Human analysts can no longer effectively defend against the increasing speed and complexity of cybersecurity attacks – the amount of data is simply too large to screen manually.
Generative AI (GenAI), the most transformative tool of our time, enables a kind of digital jiu jitsu. It lets companies shift the force of data that threatens to overwhelm them into a force that makes their defences stronger.
Business leaders seem ready for the opportunity at hand. In a recent survey, CEOs said cybersecurity is one of their top three concerns – and they see generative AI as a lead technology that will deliver competitive advantages.
Generative AI brings both risks and benefits, but here are three ways generative AI can bolster cybersecurity:
Begin with developers
First, give developers a security copilot. Everyone plays a role in security, but not everyone is a security expert. So, this is one of the most strategic places to begin.
The best place to start bolstering security is on the front-end, where developers are writing software. An AI-powered assistant, trained as a security expert, can help them ensure their code follows best practices in security.
The AI software assistant can get smarter every day if it’s fed previously reviewed code. It can learn from prior work to help guide developers on best practices.
To give users a leg up, Nvidia is creating a workflow for building such co-pilots or chatbots. This particular workflow uses components from Nvidia NeMo, a framework for building and customizinglarge language modules (LLMs).
Whether users customise their own models or use a commercial service, a security assistant is just the first step in applying generative AI to cybersecurity.
An agent to analyse vulnerabilities
Second, let generative AI help navigate the sea of known software vulnerabilities. At any moment, companies must choose among thousands of patches to mitigate known exploits. That’s because every piece of code can have roots in dozens, if not thousands, of different software branches and open-source projects.
An LLM focused on vulnerability analysis can help prioritise which patches a company should implement first. It’s a particularly powerful security assistant because it reads all the software libraries a company uses, as well as its policies on the features and APIs it supports.
To test this concept, Nvidia built a pipeline to analyse software containers for vulnerabilities. The agent identified areas that needed patching with high accuracy, speeding the work of human analysts up to 4x.
The takeaway is clear: It’s time to enlist generative AI as a first responder in vulnerability analysis.
Fill the data gap
Finally, use LLMs to help fill the growing data gap in cybersecurity. Users rarely share information about data breaches because they’re so sensitive. That makes it difficult to anticipate exploits.
Enter LLMs. Generative AI models can create synthetic data to simulate never-before-seen attack patterns. Such synthetic data can also fill gaps in training data so machine-learning systems learn how to defend against exploits before they happen.
Staging safe simulations
Don’t wait for attackers to demonstrate what’s possible – create safe simulations to learn how they might try to penetrate corporate defences.
This kind of proactive defence is the hallmark of a strong security program. Adversaries are already using generative AI in their attacks. It’s time users harness this powerful technology for cybersecurity defence.

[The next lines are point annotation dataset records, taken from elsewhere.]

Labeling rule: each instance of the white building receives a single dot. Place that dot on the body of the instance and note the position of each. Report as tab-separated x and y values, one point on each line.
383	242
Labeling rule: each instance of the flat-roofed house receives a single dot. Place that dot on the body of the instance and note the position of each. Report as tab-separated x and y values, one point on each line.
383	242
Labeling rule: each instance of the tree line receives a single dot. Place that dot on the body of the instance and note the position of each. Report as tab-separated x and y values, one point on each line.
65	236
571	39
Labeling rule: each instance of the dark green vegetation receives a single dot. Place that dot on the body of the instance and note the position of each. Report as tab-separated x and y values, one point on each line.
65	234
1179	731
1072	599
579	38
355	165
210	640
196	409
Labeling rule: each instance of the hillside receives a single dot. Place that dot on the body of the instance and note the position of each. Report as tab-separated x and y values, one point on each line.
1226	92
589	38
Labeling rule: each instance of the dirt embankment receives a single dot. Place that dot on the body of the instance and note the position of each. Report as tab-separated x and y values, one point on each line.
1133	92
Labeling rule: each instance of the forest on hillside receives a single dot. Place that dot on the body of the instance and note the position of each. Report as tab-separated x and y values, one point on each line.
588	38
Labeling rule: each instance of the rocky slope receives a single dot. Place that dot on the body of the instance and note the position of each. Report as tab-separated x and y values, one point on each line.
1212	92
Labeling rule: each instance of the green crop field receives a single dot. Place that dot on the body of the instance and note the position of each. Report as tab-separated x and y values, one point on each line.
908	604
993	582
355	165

To show what’s possible, another AI workflow uses generative AI to defend against spear phishing – the carefully targeted bogus emails that cost companies an estimated $2,4-billion in 2021 alone.
This workflow generated synthetic emails to make sure it had plenty of good examples of spear phishing messages. The AI model trained on that data learned to understand the intent of incoming emails through natural language processing capabilities in Nvidia Morpheus, a framework for AI-powered cybersecurity.
The resulting model caught 21% more spear phishing emails than existing tools.
Wherever users choose to start this work, automation is crucial given the shortage of cybersecurity experts and the thousands upon thousands of users and use cases that companies need to protect.
These three tools – software assistants, virtual vulnerability analysts, and synthetic data simulations – are great starting points for applying generative AI to a security journey that continues every day.
But this is just the beginning. Companies need to integrate generative AI into all layers of their defences.